Wiener Charta: Kinderrechte im digitalen Raum
In einer immer stärker vernetzten Welt ist es wichtig, dass Kinder und Jugendliche ihre Rechte im digitalen Raum kennen und verstehen. Es gibt bereits viele unterschiedliche Gesetze, Regeln und Ideen, die sich mit Kindern und Jugendlichen im digitalen Raum befassen. Es fehlt aber an Übersetzer*innen, die diese Texte so übersetzen, dass sie verständlich für alle sind und den Alltag von Kindern und Jugendlichen widerspiegeln.

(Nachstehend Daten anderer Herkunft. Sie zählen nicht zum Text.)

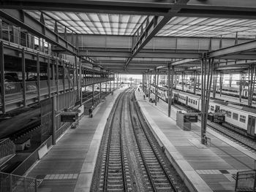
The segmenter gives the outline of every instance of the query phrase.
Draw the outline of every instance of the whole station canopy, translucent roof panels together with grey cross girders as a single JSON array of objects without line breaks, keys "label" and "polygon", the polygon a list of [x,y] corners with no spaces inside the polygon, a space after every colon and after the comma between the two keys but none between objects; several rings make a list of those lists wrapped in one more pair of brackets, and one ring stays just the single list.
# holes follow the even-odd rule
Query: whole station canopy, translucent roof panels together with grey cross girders
[{"label": "whole station canopy, translucent roof panels together with grey cross girders", "polygon": [[[193,72],[200,70],[202,53],[254,41],[256,37],[255,19],[173,16],[138,53],[133,54],[138,41],[136,35],[143,34],[148,21],[154,20],[154,15],[49,10],[26,12],[37,20],[43,12],[45,25],[53,31],[56,21],[61,23],[59,34],[66,30],[67,35],[78,35],[80,53],[113,72],[141,73],[157,67],[165,70],[168,64],[175,65],[177,71]],[[239,54],[219,56],[216,59],[218,69],[222,70],[226,65],[225,71],[241,71],[256,61],[254,49]]]}]

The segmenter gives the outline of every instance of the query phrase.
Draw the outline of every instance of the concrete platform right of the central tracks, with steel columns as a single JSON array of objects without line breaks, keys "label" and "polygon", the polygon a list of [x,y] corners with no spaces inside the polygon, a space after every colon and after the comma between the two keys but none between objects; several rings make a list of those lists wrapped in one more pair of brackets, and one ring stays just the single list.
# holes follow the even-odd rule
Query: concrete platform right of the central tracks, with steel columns
[{"label": "concrete platform right of the central tracks, with steel columns", "polygon": [[171,118],[167,117],[167,103],[159,100],[157,106],[143,99],[136,91],[138,104],[151,125],[151,131],[190,191],[235,190],[236,172],[254,169],[255,153],[226,139],[208,128],[211,145],[200,144],[200,123],[192,123],[191,131],[176,126],[176,110],[172,107]]}]

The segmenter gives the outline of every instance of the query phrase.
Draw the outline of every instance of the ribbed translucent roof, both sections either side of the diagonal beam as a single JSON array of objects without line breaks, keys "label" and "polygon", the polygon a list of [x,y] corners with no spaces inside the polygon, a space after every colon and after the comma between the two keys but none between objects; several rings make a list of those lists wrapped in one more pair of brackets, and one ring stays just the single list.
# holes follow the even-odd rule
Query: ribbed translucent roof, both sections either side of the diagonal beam
[{"label": "ribbed translucent roof, both sections either side of the diagonal beam", "polygon": [[[41,12],[26,11],[39,20]],[[59,32],[67,26],[78,34],[133,35],[146,19],[145,15],[118,15],[84,12],[45,12],[45,23],[53,29],[57,20]],[[153,18],[150,16],[150,20]],[[146,24],[146,23],[144,23]],[[145,28],[145,27],[144,27]],[[70,33],[70,30],[67,30]],[[223,37],[255,39],[256,20],[231,18],[173,17],[158,32],[158,37]]]}]

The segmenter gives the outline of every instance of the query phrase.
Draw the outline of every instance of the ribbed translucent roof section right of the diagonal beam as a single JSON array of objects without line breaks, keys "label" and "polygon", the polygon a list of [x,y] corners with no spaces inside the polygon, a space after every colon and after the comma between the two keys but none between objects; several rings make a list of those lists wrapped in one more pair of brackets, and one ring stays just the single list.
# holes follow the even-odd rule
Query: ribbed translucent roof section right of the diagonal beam
[{"label": "ribbed translucent roof section right of the diagonal beam", "polygon": [[230,18],[174,17],[157,36],[223,37],[255,39],[256,20]]}]

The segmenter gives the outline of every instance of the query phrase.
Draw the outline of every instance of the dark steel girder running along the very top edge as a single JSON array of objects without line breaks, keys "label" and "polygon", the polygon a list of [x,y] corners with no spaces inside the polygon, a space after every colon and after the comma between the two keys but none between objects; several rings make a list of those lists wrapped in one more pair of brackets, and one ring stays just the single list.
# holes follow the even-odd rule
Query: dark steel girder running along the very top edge
[{"label": "dark steel girder running along the very top edge", "polygon": [[[4,9],[38,9],[69,12],[104,12],[129,15],[166,15],[173,0],[0,0]],[[256,18],[255,0],[190,0],[181,6],[178,16],[217,18]]]}]

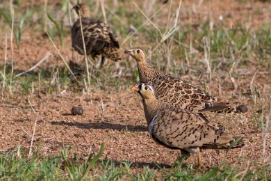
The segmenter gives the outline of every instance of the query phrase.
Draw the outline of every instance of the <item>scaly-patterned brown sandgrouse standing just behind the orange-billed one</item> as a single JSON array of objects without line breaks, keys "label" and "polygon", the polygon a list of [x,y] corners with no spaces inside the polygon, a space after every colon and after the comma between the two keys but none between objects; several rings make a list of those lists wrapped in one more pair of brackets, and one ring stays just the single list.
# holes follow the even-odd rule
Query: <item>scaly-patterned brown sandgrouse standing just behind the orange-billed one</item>
[{"label": "scaly-patterned brown sandgrouse standing just behind the orange-billed one", "polygon": [[187,81],[156,71],[145,60],[145,53],[142,49],[134,47],[126,49],[124,53],[129,54],[136,60],[140,82],[152,86],[156,98],[167,106],[199,113],[202,117],[204,116],[201,112],[229,107],[224,102],[216,103],[215,97],[191,86]]}]

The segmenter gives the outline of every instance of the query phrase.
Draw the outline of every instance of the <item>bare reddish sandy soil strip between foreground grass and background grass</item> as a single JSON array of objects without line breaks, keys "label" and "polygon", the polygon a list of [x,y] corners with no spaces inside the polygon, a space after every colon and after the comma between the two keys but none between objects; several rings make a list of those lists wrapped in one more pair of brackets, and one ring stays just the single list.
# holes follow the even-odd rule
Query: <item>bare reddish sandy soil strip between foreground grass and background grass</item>
[{"label": "bare reddish sandy soil strip between foreground grass and background grass", "polygon": [[[231,91],[229,91],[231,93]],[[231,97],[226,95],[224,97]],[[1,151],[17,146],[29,148],[33,125],[37,120],[34,148],[42,155],[57,155],[61,148],[74,147],[79,155],[88,155],[90,148],[97,151],[104,142],[104,157],[116,162],[130,160],[148,165],[156,162],[170,166],[178,157],[178,150],[169,150],[157,145],[147,133],[140,97],[129,88],[110,94],[93,91],[90,95],[74,95],[69,91],[60,95],[33,95],[29,97],[4,95],[0,101]],[[104,109],[101,108],[101,100]],[[250,159],[263,163],[263,139],[261,109],[241,96],[229,98],[231,102],[247,104],[248,113],[230,115],[211,114],[211,123],[222,123],[228,132],[245,137],[244,148],[224,151],[204,150],[202,157],[209,166],[222,164],[222,160],[238,165],[253,165]],[[270,97],[269,97],[270,101]],[[264,102],[263,99],[258,102]],[[81,105],[83,116],[72,116],[74,105]],[[271,160],[270,131],[265,145],[265,164]],[[193,162],[191,157],[188,162]]]}]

Eine „Charta“ ist eine Art Handbuch, in dem Prinzipien, Rechte und Pflichten festgehalten werden. In der „Wiener Charta für digitale Rechte für Kinder und Jugendliche“ werden also Grundsätze festgehalten, die bestimmen, was die Stadt Wien tun kann, um die Rechte von Kindern und Jugendlichen im digitalen Raum gut zu schützen und zu fördern.
Die Erarbeitung der Wiener Charta ist das Ergebnis einer engen Zusammenarbeit zwischen dem Menschenrechtsbüro der Stadt Wien und der Wiener Kinder- und Jugendanwaltschaft. Beide Institutionen verbindet das gemeinsame Ziel, Kinder- und Jugendrechte als Menschenrechte sichtbar zu machen und ihre Umsetzung auch im digitalen Raum voranzutreiben. Ein zentrales Leitprinzip dieses Prozesses war die aktive Beteiligung von jungen Menschen auf Augenhöhe, im Sinne des in der Kinderrechtskonvention verankerten Rechts auf Mitbestimmung.